We believe from our reflections that treating people with compassion comes from all of us feeling valued, supported and empowered. It isn’t a skill to be learnt; it’s a by-product of team or organisational cohesiveness.
We are now embarking on a programme of change based on this view and on the premise that culture is a set of consistent behaviours arising from clear, visible values. We had no difficulty reaffirming our values, but how do we create an organisational framework that enables them to be lived out and reinforced daily?
With the support of experienced coaches acting as ‘critical friends’, we have set up a clinical cabinet and staff forum to lead the change. We plan an intense programme of team building at the front line focused on autonomy and support. Clinicians and managers will be supported in delivering this through leadership development and coaching, and honest feedback will be a key expectation for us all.
I don’t know if this will deliver the change we all want to see. But I hope to share progress and hear comments from others on a similar quest. I don’t believe there is one template that successfully builds culture, although collectively agreeing the change we want to see seems critical. But cascading from individual forums and seeing impact across a widely dispersed set of services is the goal – yet to be achieved.

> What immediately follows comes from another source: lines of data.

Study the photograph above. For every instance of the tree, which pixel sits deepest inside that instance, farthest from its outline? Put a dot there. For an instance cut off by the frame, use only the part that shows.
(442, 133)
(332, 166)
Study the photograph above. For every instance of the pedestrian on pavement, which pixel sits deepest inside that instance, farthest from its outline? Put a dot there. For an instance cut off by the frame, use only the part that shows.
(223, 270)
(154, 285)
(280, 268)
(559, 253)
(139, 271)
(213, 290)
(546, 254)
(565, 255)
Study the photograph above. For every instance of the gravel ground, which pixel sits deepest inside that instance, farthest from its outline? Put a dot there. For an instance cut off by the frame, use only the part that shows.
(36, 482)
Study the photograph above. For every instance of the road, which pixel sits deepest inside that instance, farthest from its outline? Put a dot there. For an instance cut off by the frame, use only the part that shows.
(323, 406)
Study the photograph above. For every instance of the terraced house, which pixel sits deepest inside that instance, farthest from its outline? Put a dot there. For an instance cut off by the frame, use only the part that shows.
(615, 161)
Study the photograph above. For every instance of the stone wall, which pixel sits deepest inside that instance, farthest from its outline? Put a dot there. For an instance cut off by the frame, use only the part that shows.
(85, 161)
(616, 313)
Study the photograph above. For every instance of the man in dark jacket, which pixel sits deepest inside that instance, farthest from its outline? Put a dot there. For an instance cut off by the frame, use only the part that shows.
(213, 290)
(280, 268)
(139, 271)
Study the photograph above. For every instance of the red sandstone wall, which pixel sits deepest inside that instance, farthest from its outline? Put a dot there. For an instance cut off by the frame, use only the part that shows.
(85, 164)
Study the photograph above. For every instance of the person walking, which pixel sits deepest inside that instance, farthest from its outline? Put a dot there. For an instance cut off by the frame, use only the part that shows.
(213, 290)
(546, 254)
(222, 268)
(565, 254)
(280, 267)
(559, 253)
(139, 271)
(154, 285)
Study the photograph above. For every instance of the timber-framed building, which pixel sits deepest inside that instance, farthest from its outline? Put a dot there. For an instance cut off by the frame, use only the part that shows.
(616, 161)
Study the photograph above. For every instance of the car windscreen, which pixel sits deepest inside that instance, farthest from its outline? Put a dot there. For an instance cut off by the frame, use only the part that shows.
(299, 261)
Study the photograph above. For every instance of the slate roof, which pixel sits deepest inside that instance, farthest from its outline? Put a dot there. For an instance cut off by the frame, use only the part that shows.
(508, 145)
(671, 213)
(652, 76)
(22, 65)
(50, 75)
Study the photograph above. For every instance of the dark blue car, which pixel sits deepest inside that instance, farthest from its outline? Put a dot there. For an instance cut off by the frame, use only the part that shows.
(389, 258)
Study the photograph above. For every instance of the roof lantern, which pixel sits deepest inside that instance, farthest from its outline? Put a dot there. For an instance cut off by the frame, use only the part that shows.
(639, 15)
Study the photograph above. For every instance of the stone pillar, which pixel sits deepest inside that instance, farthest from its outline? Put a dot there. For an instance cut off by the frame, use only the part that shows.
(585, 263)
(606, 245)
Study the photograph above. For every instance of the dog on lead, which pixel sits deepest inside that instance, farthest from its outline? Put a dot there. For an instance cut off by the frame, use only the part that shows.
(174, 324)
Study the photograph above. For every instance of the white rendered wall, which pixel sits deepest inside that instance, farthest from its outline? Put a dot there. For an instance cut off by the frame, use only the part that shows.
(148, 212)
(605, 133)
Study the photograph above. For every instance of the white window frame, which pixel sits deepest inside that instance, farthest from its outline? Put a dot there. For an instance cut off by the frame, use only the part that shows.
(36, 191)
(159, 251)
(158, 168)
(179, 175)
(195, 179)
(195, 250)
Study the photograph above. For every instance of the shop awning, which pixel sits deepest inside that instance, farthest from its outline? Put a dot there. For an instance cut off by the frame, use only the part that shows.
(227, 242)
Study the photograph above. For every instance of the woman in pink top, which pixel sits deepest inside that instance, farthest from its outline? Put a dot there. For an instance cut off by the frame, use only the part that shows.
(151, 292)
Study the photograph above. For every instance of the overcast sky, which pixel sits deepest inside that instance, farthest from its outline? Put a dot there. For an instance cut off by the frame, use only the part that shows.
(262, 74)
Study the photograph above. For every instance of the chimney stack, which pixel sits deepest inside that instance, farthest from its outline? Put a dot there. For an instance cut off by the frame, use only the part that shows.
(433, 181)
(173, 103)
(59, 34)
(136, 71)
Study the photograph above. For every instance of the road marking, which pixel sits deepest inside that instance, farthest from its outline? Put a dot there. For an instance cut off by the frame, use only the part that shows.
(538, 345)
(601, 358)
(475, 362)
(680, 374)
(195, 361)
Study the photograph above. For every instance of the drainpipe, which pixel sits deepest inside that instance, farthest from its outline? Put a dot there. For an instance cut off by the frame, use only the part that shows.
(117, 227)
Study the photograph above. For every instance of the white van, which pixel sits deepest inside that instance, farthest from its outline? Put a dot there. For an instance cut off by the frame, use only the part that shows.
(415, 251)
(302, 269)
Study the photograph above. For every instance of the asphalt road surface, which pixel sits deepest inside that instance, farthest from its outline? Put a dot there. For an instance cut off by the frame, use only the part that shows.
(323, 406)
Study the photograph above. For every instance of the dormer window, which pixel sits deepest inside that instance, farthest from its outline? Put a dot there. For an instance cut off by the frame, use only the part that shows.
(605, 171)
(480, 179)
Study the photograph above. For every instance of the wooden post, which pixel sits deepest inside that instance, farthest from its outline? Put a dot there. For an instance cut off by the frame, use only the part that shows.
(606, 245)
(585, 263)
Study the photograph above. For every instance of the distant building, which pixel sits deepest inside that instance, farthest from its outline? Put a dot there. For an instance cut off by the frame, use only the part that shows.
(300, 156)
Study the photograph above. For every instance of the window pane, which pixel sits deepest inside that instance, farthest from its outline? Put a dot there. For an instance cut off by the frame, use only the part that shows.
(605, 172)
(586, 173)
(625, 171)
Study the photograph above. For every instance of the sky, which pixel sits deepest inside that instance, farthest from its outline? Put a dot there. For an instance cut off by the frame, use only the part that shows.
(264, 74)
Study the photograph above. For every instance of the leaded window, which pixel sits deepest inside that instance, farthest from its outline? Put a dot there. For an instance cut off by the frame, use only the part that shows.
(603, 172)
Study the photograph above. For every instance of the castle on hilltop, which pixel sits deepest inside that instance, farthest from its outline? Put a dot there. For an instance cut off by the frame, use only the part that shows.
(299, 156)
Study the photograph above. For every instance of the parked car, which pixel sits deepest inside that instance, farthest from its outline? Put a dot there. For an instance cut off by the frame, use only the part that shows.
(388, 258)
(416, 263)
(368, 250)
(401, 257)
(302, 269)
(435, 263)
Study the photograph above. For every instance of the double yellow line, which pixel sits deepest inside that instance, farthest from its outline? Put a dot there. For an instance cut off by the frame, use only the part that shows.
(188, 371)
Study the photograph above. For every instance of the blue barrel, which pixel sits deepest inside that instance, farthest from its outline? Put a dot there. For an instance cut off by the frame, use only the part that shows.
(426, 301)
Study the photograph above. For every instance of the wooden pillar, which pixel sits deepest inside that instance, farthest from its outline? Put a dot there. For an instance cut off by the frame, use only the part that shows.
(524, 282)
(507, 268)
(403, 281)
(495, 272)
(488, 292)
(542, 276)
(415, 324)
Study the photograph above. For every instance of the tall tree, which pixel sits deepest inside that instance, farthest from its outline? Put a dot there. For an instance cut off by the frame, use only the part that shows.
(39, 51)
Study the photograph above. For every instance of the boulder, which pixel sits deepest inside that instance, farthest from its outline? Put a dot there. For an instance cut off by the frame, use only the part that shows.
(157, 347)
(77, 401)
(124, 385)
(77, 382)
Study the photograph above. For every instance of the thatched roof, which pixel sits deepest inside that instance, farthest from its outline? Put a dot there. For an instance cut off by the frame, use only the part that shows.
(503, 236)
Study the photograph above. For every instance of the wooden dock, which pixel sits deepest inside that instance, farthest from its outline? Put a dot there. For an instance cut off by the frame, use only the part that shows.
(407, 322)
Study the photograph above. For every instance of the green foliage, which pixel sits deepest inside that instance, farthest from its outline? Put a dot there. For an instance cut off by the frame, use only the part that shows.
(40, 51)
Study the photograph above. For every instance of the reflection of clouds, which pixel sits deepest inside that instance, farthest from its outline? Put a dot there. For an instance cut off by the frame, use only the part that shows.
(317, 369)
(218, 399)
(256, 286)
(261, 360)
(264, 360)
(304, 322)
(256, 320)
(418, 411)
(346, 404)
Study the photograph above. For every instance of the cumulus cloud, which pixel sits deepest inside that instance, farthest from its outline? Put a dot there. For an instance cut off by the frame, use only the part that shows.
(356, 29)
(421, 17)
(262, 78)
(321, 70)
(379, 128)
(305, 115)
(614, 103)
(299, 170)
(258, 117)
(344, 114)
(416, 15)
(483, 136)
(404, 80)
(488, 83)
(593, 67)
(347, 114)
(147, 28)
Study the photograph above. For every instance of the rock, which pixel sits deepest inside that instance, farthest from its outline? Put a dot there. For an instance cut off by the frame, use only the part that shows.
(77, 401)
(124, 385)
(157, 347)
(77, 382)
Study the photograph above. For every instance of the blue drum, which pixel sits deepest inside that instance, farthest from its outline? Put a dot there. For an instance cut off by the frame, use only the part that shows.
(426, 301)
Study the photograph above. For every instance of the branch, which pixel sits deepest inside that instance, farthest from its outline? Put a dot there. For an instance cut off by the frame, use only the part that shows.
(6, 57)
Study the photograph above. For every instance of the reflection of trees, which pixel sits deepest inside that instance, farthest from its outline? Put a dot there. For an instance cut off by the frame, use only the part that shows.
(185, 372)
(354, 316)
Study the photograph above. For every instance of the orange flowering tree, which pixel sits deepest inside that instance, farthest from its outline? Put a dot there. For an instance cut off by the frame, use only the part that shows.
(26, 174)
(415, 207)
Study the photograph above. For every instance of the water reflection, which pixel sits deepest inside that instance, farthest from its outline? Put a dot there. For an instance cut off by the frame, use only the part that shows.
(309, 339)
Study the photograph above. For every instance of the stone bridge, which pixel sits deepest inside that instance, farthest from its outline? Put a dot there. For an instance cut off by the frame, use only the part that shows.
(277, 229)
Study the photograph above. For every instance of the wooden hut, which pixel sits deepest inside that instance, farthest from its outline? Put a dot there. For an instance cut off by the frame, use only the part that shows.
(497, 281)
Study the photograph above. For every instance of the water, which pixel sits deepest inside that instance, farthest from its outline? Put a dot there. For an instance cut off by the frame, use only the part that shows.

As my coach observes: “Angela is keen to take personal and collective action to learn how to develop a culture that enables the trust’s values and provides best care. As we formulate first steps in the organisation, our essential questions are:
- how do dedicated health professionals create a culture that impedes best care?
- can we change culture?
- will any of the culture change models actually work here?”
I hope this post will stimulate other chief executives to share how they are embarking on the ‘culture change quest’, so that we can share learning and experience and generate new questions and ideas.